We may earn an affiliate commission when you visit our partners.
Course image
Course image
Coursera logo

Answering Interesting Questions with Data

Barbara Ericson

There is a huge amount of raw data available on the internet with endless potential.

Read more

There is a huge amount of raw data available on the internet with endless potential.

This four-week course from the University of Michigan will help you learn how to read data in different formats and write programs to scrape data from the internet.

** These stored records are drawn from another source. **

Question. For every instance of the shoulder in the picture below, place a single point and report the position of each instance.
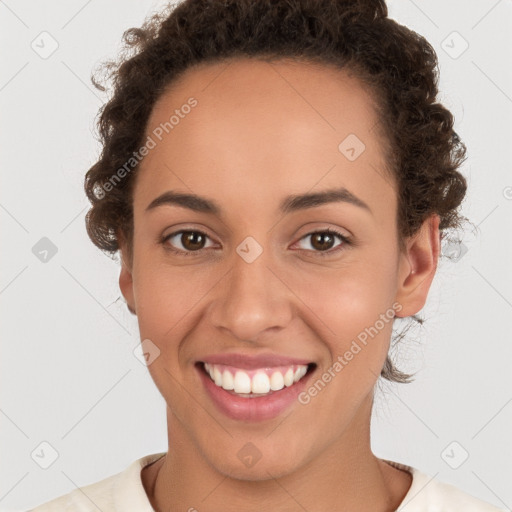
(117, 492)
(427, 494)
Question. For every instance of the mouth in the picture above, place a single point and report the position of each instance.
(257, 382)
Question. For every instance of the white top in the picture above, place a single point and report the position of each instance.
(124, 492)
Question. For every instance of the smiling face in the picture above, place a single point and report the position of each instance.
(255, 272)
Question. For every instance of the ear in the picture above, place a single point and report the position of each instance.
(418, 266)
(125, 276)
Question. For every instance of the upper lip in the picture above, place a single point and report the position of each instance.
(251, 362)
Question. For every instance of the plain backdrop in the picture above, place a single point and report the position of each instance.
(69, 377)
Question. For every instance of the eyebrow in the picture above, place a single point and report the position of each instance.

Once you complete this course, you’ll be empowered with the ability to use data to answer high-level and interesting questions.

An essential component of data collection and analysis is the ability to store and manage the data effectively once you’ve retrieved it.

You’ll learn how to use SQL to manage data in relational databases in order to create linked datasets and gain insight into the relationships and meaning that can be derived from your data.

Data is a powerful tool, but its potential can only be unleashed once it is converted and represented as logical information. This process is referred to as data visualization, and it is key to understanding and analyzing data.

You’ll be taught to use charts, scatter plots, graphs, and other mediums in order to transform your data into valuable information that can be used to answer interesting questions.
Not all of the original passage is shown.